Over the next few months I’ll be working on a dataset of metadata for journal articles categorised under the category ‘History’ from the last 50 years (or so). Having conducted some tests over the summer (including some work with Paleontology articles), the aim of this research is to ascertain what trends emerge when we read from a distance, to use Franco Moretti’s parlance, a large corpus of this kind.
My plan is to extract from the article titles a set of the highest occurring words (perhaps 50) over the total period, and then to construct bimodal networks looking at the occurrence of those words per journal title over time in decadal chunks. I will then compare these networks with networks derived from decadal lists of the highest occurring words.

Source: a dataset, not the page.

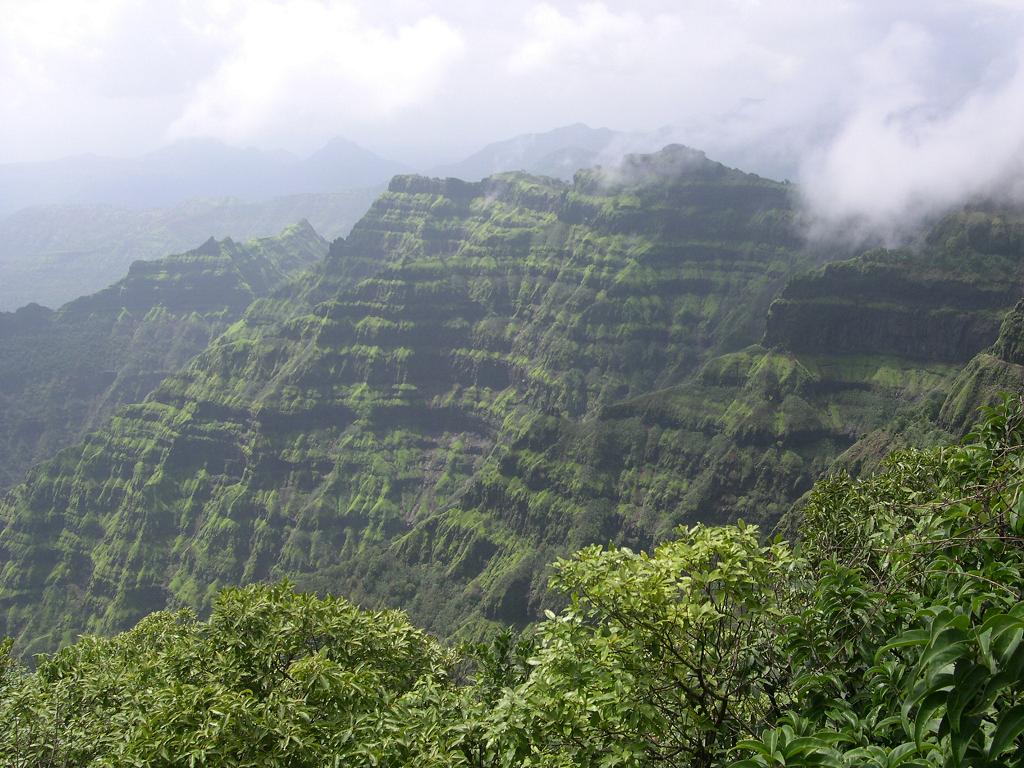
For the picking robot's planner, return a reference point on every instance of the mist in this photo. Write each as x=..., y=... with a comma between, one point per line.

From this I expect to find the rise of cultural history and gender studies. If these obvious trends emerge I’ll be happy that my data can be of some use, and so from there I hope to dig a little deepper: for example, to say something about how, if at all, journal titles have changed as a result of needing to be discoverable using web searches.
As I write, Open Refine is munching through the RDFs. Once that is complete I’ll periodically post updates on my progress here and on the Digital Scholarship blog.
In the meantime, if you want to dig through the data yourself, it can be found in the Shared Open Research Resources tab on the right. Though not hosted publicly by my employer, the data is shared under CC0. So in short you can do with it whatever you want.